No, no había sofisticadas (a la par
que misteriosas) damas ni coches cromados en las canciones de los Pistols.
Confusión política, egocentrismo adolescente, consignas de instituto,
arrogancia proletaria… Un caos existencial que nos llegó justo (qué casualidad)
cuando se celebraban las bodas de plata de Isabel II a la cabeza de la
monarquía británica. Para amargarle el festejo, un grupo de cuatro mozalbetes
londinenses, ninguno de los cuales tenía más de 22 años, sacaron uno de los
álbumes más influyentes de la historia, venerado desde entonces como la última
oportunidad que tuvo el rock de reinventarse, antes de que llegaran los monaguillos
ecologistas y transversales de U2, the Smiths y REM (qué coñazo, oiga).
No entraré en la hagiografía
laudatoria que tanto abunda estos días de celebraciones: la imagen de un Johnny
Rotten (sí, ya sé que desde hace mucho tiempo se hace llamar Johnny Lydon, su
nombre real) sesentón y aburguesado me causa bastante repelús, y me niego a
caer en la mitificación necrófila de alguien tan descerebrado como Sid Vicious.
Lo más sensato es sentarse frente al equipo de música y escuchar, a ser posible
con los oídos bien abiertos, aquel disco que (todo hay que decirlo) frecuenté
relativamente poco en mi adolescencia, pues lo descubrí al mismo tiempo que el
cláshico “London Calling” y el “Armed Forces” de Elvis Costello, ambos
infinitamente mejores que el exabrupto amarillo de los pupilos de Malcolm
McLaren. Desconecto mi móvil, pongo la música a tope… y tengo que reconocer que
el milagro no funciona. Las canciones son toscas, minimalistas, cansinas. El
fraseo (por llamarlo de algún modo) del señor Rotten es francamente irritante,
y la simpleza sonora me cansa, especialmente cuando, con un punto de melodía más,
se puede llegar a maravillas como “Teenage kicks” (Undertones) o “Roadrunner”
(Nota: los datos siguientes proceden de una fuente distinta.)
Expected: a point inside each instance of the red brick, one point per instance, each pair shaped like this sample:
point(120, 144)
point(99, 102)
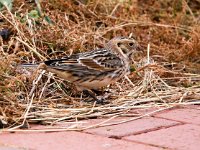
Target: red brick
point(10, 148)
point(182, 137)
point(183, 115)
point(69, 141)
point(133, 127)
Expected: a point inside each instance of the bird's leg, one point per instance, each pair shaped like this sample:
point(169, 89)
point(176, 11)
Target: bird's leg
point(93, 95)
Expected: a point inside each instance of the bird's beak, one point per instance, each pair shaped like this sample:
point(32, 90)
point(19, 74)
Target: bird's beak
point(139, 48)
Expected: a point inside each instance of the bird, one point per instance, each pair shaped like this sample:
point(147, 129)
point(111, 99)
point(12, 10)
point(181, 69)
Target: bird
point(92, 70)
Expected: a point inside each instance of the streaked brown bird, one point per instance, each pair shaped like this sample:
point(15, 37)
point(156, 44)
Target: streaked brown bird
point(97, 68)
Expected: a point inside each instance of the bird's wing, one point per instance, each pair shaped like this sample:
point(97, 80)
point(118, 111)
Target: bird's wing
point(97, 60)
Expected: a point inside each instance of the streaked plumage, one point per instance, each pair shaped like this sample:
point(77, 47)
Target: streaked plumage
point(97, 68)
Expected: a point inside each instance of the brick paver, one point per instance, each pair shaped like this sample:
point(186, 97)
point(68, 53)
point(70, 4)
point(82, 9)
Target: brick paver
point(133, 127)
point(69, 141)
point(183, 115)
point(9, 147)
point(182, 137)
point(177, 128)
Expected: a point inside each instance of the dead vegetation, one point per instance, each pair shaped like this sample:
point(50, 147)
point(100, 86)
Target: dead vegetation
point(32, 31)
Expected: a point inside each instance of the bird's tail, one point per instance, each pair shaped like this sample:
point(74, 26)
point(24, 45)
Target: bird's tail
point(29, 65)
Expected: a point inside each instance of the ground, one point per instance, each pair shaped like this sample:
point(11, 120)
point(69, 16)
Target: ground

(Jonathan Richman). Eso sí, reconozco que las letras (cuando abandonan el “fuck
this and fuck that”) tienen algo más de relieve, adentrándose en temas como el
aborto (“Bodies”) o la incompetencia de la burocracia (“Pretty vacant”). ¿La
famosa energía? Pues sí, está ahí, eso no lo niega nadie, los guitarrazos de
Steve Jones siguen sonando como una motosierra que intenta cortar por la mitad
un radiador oxidado. A lo mejor soy yo el que ya no tiene el cuerpo para estos
excesos tan burdos, quién sabe…
En todo caso, no me gustaría ser
injusto: un LP como este sirvió para sacar al rock de su narcisismo sinfónico
(¡acordaos de Yes, de Genesis, de todos aquellos universitarios pretenciosos
que jamás de los jamases escupieron a su público!) y abrir de nuevo la puerta a
la espontaneidad y el descaro. Eso sí, pocas veces en la historia una predicción
apocalíptica anduvo tan errada: apenas un año después de que los Pistols anunciaran
el advenimiento de la anarquía y el anticristo, Margaret Thatcher se convertía
en Primera Ministra del Reino Unido. ¿O quizás sí acertaron?